In this study, alginate matrices were synthesized using different concentrations of sodium alginate, followed by internal cross-linking with calcium carbonate CaCO3. The matrices were further modified by adding PP at varying concentrations (5% and 15%). Detailed characterization using SEM-EDS, FTIR-ATR, TGA, and ASAP revealed significant differences in the structure and chemical composition of the matrices after PP modification. The Ca/P ratio values obtained in the tested samples suggest differences in the possible behaviour of these materials because the solubility of calcium phosphate materials strongly depends on the Ca/P ratio and the crystalline phases present. The lower the Ca/P ratio, the higher the potential solubility [36]. The presence of calcium-rich phases, which may exhibit lower solubility and longer stability, for example, in the physiological environment, is connected with the ALG3@inPP5 sample, which has a Ca/P ratio equal to 2.08. On the other hand, the ALG3@inPP15 sample (Ca/P = 1.13) has a composition that favours greater bioresorbability. This may support biomineralization processes and the controlled release of calcium and phosphate ions.
SEM analysis showed that alginate matrices with higher alginate concentrations exhibited denser pore networks, while the addition of PP altered the chemical composition by increasing calcium and phosphorus content, which indicated enhanced cross-linking.

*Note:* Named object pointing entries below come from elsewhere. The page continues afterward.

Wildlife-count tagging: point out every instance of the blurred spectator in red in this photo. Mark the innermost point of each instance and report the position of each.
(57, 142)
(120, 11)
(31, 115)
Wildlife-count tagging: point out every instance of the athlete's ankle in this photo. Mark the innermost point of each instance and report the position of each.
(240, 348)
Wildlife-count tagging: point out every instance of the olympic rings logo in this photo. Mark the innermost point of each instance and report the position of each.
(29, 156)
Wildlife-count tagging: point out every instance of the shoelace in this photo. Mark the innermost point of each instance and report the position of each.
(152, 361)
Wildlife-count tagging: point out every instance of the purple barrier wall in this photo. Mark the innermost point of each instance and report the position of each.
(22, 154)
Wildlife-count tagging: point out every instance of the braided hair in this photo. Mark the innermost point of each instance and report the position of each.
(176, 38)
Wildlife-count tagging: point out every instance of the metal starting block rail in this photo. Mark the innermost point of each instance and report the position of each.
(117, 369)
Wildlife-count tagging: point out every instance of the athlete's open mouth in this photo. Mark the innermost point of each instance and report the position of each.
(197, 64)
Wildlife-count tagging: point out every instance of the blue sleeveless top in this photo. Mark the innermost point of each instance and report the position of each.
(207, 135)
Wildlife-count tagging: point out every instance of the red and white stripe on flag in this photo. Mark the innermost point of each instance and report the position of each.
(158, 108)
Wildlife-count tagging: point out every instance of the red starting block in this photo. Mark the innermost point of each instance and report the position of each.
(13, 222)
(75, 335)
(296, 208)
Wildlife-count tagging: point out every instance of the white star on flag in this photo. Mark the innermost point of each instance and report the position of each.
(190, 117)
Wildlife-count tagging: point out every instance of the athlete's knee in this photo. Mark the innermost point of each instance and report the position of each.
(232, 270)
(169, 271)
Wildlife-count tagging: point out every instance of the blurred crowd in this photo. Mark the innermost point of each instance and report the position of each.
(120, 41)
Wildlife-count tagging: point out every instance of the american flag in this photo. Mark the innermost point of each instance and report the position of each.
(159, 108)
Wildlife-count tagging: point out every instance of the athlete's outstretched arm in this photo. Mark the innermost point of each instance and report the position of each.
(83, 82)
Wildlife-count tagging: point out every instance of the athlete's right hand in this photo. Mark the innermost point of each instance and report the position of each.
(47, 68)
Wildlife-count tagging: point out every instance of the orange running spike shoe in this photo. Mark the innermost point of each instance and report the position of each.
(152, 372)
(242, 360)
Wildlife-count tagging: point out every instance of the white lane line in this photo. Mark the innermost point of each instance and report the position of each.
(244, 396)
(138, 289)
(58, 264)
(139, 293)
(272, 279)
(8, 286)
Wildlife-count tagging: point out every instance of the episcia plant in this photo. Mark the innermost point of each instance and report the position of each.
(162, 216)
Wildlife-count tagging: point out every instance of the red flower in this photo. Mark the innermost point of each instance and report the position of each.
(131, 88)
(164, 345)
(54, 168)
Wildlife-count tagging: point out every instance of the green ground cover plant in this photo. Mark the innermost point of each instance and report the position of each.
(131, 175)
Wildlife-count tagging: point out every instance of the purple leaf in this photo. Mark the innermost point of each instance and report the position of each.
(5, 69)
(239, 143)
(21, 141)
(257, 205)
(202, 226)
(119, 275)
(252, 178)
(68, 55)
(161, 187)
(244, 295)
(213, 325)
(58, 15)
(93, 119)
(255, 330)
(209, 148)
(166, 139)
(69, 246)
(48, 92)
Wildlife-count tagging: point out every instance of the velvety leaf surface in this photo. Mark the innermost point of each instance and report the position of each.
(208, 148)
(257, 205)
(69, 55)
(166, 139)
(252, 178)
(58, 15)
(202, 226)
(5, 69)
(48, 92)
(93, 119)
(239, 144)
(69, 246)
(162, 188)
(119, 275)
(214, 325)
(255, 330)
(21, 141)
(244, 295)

FTIR-ATR spectra provided insight into the interactions between the alginate and PP, suggesting that the addition of PP led to shifts in key absorption bands, indicating new chemical bonds formed between calcium ions and the carboxyl/phosphate groups. These shifts, particularly in the C–O and P–O regions, suggest that polyphosphate not only modifies the physical properties of the alginate matrix but also promotes mineralization, enhancing the material’s bioactivity. This chemical interaction is further supported by XPS analysis, which confirmed the presence of phosphorus in the modified matrices, validating the successful incorporation of PP.

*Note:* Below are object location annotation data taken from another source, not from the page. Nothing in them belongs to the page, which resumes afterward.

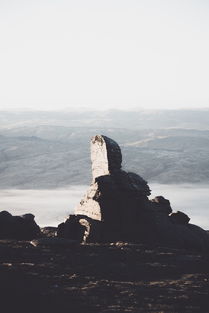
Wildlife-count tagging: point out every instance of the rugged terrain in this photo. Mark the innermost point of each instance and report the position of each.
(51, 149)
(119, 277)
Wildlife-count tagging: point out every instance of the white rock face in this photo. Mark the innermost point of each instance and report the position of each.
(99, 157)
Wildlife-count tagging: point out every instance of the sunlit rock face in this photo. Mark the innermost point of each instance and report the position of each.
(117, 208)
(106, 156)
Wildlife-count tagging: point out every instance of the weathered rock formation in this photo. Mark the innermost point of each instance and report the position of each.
(18, 227)
(117, 208)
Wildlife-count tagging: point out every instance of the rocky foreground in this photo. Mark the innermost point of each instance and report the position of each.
(45, 276)
(119, 252)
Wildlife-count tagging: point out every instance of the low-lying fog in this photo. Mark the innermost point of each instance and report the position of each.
(51, 207)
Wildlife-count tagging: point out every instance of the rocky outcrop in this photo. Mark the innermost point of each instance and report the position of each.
(117, 208)
(18, 227)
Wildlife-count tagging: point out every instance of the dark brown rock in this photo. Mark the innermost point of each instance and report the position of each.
(116, 208)
(179, 218)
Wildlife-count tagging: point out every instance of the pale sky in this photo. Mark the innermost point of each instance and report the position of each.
(57, 54)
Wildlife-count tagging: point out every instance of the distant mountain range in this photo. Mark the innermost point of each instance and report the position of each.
(51, 149)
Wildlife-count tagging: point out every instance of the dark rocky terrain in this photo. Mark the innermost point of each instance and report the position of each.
(117, 277)
(50, 149)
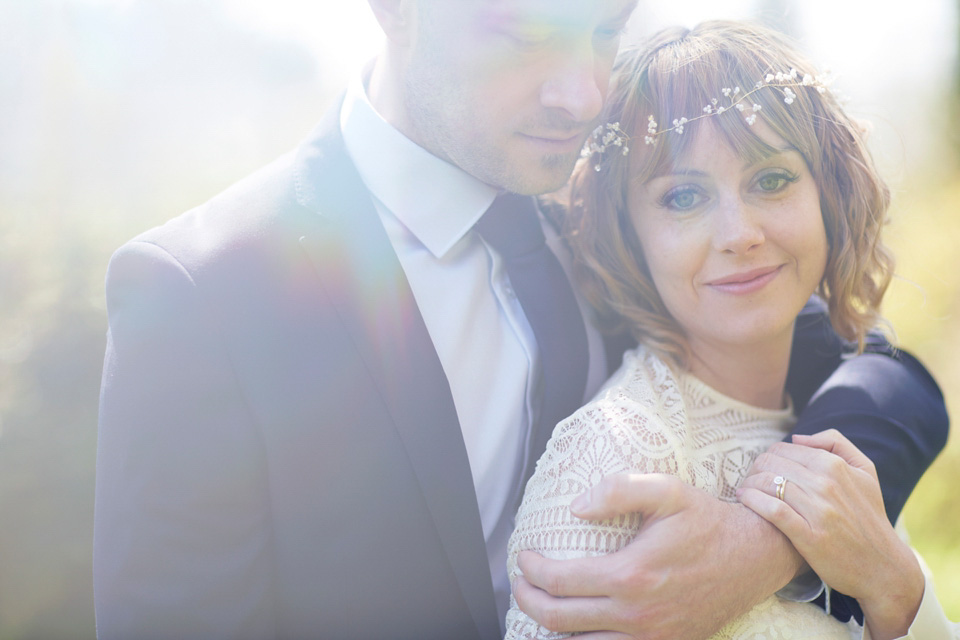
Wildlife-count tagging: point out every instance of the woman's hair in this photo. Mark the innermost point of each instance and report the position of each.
(675, 75)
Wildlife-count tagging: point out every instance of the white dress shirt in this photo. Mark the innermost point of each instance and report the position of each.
(485, 344)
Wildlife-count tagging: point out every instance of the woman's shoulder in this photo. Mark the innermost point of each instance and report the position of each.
(644, 377)
(636, 423)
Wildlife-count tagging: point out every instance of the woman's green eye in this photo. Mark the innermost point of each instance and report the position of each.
(772, 182)
(684, 200)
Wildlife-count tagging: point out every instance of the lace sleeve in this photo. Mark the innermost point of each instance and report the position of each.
(617, 433)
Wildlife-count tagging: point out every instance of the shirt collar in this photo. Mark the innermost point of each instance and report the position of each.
(435, 200)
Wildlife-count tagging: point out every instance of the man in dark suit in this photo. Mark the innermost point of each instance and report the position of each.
(324, 388)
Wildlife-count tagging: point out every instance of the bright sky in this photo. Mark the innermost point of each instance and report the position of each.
(864, 46)
(892, 60)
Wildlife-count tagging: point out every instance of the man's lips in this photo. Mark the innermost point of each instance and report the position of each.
(558, 141)
(746, 281)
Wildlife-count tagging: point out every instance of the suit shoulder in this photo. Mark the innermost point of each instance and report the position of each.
(248, 212)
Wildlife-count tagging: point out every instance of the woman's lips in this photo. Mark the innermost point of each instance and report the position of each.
(746, 281)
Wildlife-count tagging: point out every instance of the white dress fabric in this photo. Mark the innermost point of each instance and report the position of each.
(651, 419)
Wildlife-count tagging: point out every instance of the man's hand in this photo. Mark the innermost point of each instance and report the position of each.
(832, 510)
(695, 564)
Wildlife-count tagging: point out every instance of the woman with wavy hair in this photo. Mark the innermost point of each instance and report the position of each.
(728, 187)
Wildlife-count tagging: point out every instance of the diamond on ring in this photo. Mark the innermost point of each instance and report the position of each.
(781, 484)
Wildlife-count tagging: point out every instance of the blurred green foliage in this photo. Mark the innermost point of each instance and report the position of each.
(119, 120)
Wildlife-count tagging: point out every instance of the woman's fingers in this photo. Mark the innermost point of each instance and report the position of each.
(834, 442)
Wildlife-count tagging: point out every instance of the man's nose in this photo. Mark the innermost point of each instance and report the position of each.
(577, 84)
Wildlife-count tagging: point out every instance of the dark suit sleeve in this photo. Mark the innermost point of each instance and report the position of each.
(883, 401)
(181, 541)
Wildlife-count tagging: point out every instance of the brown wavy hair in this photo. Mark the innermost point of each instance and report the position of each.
(675, 74)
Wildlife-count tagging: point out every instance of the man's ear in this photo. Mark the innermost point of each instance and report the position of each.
(396, 18)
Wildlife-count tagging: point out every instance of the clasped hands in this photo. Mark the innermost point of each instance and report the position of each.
(698, 562)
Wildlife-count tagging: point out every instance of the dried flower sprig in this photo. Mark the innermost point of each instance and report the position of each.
(785, 82)
(602, 138)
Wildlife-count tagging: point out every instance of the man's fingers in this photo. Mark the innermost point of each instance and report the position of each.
(836, 443)
(566, 578)
(647, 493)
(564, 615)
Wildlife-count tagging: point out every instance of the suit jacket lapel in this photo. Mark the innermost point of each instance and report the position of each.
(365, 282)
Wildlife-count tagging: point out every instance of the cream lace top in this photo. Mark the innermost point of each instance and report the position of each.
(651, 419)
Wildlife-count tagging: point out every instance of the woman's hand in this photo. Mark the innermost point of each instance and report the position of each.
(831, 508)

Thermogravimetric analysis (TGA) provided information on the thermal stability of the modified matrices. It was observed that the alginate matrices with higher concentrations of PP such as ALG3@inPP15 exhibited lower thermal stability compared to unmodified alginates, suggesting that PP modification may affect the matrix’s resistance to heat degradation. Additionally, the water retention capacity of the matrices was significantly reduced with higher polyphosphate content, likely due to the increased cross-linking and reduced porosity, which limited the availability of water within the matrix.

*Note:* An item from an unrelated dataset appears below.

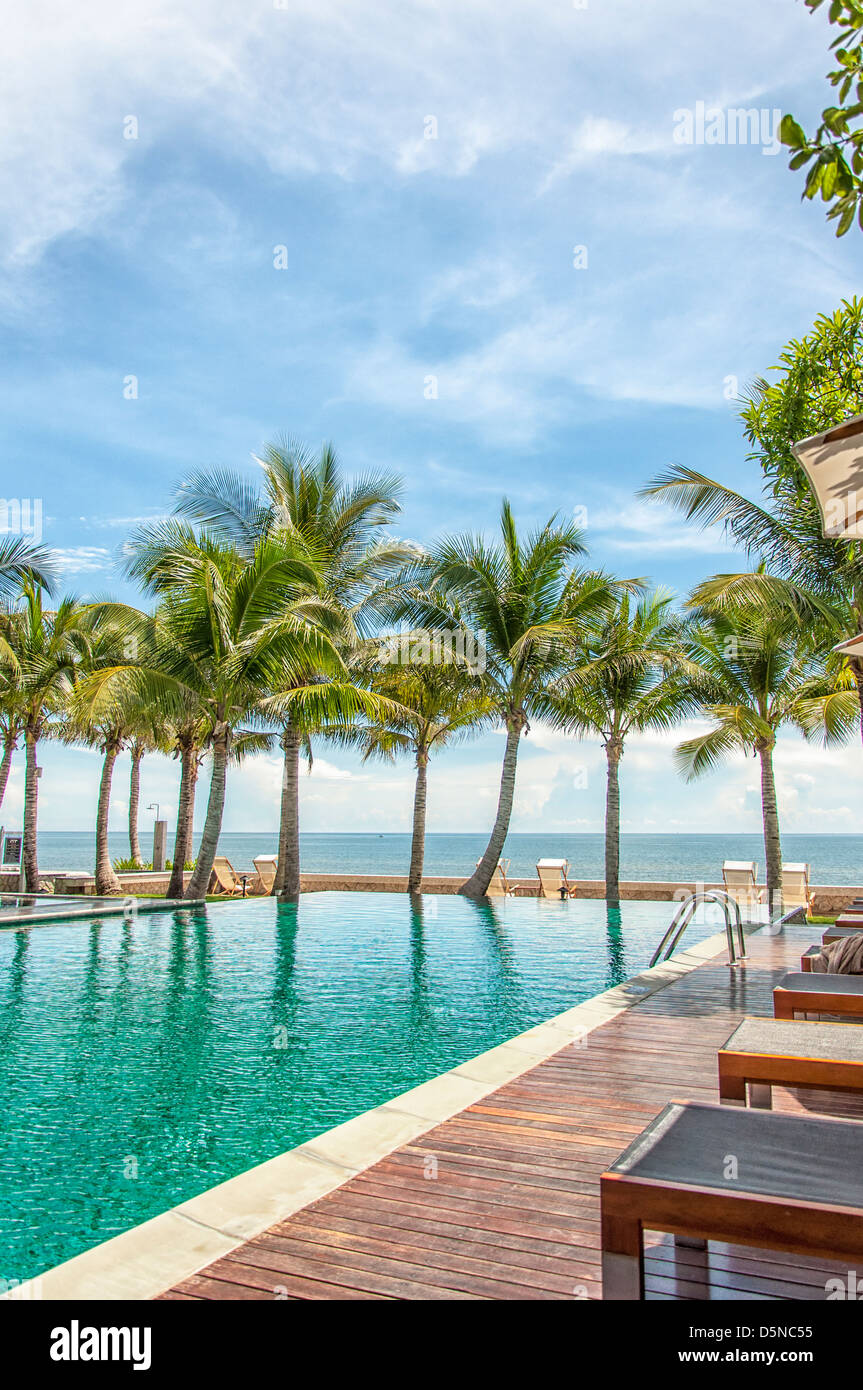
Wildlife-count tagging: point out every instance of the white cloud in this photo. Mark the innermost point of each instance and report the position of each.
(84, 559)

ALG3@in and ALG5@in exhibit higher BET surface area and larger pore volume compared to ALG1@in, which may be crucial in applications requiring efficient adsorption, such as drug carriers, biosensors, and bioactive substance delivery systems in biomedical engineering. The thermal stability of samples ALG1@in (up to 260 °C), ALG3@in (up to 257 °C), and ALG5@in (up to 246 °C) indicates their suitability in sterilization processes and in technologies requiring stability at elevated temperatures, such as catalyst carriers or filter materials. Under biological conditions (37 °C), all samples remain stable; however, the larger surface area and pore volume of ALG3@in increase its potential as a cell culture material, where gas exchange and nutrient transport are essential. ALG3@in, with the highest BET surface area and developed mesoporous structure, is the most optimal for further modification, offering a balance between adsorption, mass transport, and thermal stability, making it a versatile candidate in biomaterial engineering and nanotechnology.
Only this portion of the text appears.